Through it all, Thalia stood at his side—first as warrior, then as advisor, and increasingly as confidante. In private moments between meetings, she challenged his harsher decisions, forcing him to temper ruthlessness with strategy. Their relationship grew steadily. Nights often ended with them tangled together, bodies moving with growing familiarity and passion. Thalia bore his intensity with equal fire, her scars a map that matched his own.

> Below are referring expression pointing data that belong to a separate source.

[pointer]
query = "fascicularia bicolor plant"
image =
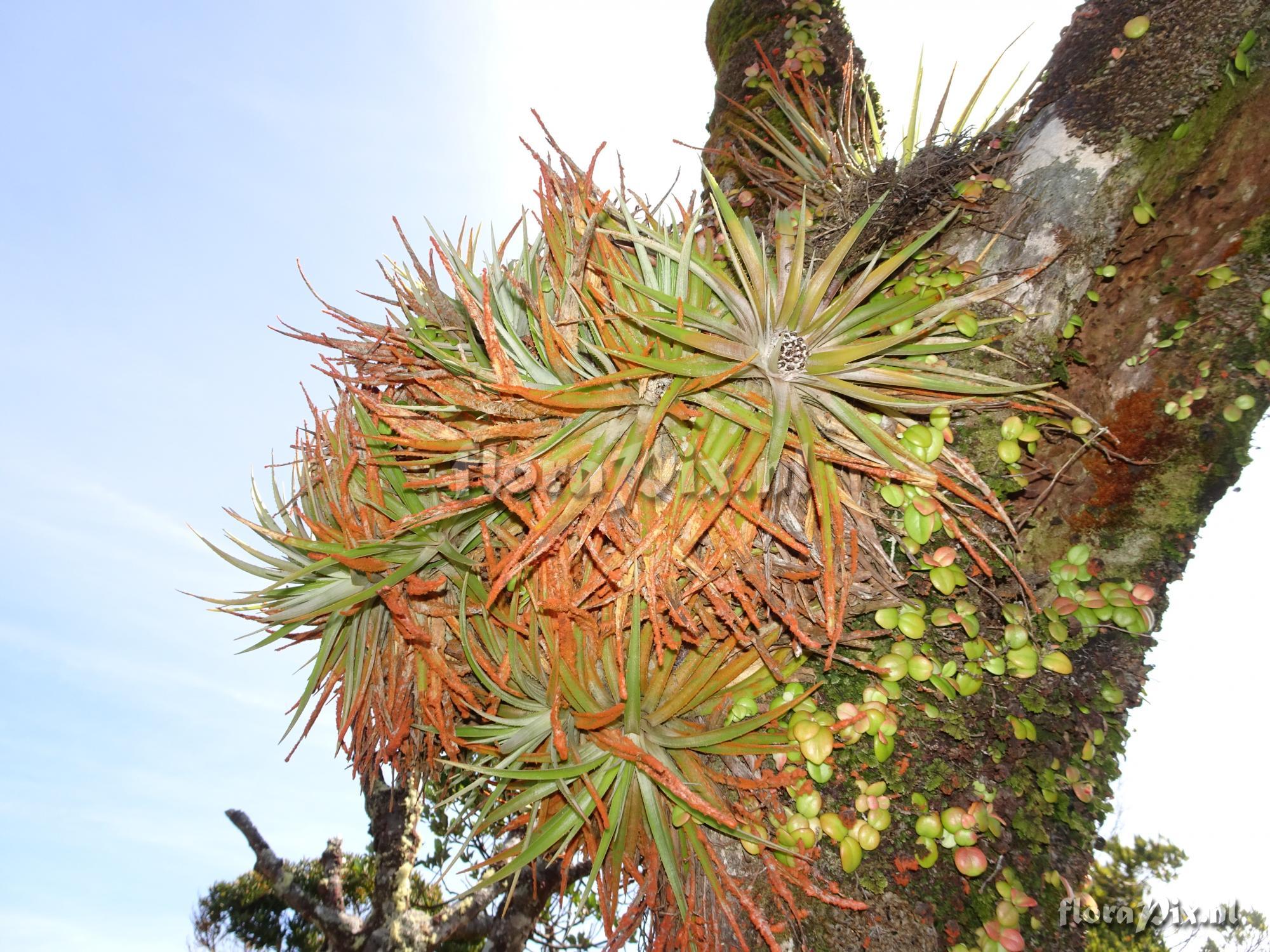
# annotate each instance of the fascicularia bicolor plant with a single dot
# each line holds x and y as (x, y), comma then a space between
(830, 148)
(559, 522)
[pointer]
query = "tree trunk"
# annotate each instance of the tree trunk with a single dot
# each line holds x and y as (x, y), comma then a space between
(1097, 140)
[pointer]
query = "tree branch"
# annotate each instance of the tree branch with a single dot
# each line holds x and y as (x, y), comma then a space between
(338, 925)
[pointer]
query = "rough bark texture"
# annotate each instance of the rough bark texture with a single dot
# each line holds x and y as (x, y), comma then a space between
(393, 926)
(1098, 131)
(736, 32)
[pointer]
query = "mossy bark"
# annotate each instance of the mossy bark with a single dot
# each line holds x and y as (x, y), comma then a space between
(1097, 140)
(739, 32)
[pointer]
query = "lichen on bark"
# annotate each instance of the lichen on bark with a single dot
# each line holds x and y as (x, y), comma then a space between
(1098, 133)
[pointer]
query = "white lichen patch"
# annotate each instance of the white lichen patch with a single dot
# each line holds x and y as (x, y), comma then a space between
(1051, 143)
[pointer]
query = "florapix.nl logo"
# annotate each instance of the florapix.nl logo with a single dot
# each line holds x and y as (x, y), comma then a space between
(1083, 912)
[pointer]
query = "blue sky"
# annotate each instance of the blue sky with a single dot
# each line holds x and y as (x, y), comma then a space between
(163, 167)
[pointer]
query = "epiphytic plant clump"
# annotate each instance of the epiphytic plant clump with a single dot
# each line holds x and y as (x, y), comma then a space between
(582, 536)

One evening, after successfully securing the allegiance of three more small tribes, Kael and Thalia stood atop the highest watchtower overlooking the dark canopy.

"The South is stirring," Thalia said softly, leaning against him. "Some tribes already whisper that you will be the one to end the chaos. Others fear what you are becoming."

Kael's arm wrapped around her waist, pulling her closer. "Let them whisper. I will unite them by strength or by will. Then we push deeper into cultivation. I need more veins open before the real threats arrive."

He kissed her then—slow and possessive—before they returned to the shelter. That night, their lovemaking carried new urgency, a blend of passion and the knowledge that peace was temporary.

As the moons rose, scouts reported movement on the borders. Lesser Sovereign Beasts were testing the expanded territory, and rumors spoke of powerful entities in the deeper wilds beginning to take notice of the power vacuum.

Kael pushed harder into cultivation the following night, opening another vein in a session that left him coughing blood for hours. The pain was exquisite, but the power gained was undeniable.

Diplomacy and cultivation advanced in tandem.

The foundation of something greater was being laid—one broken bone, one opened vein, one sworn oath at a time.

Nyxara's sacrifice had lit the spark.

Kael Nightborn would fan it into an inferno that would consume the chaos of the South and forge it anew.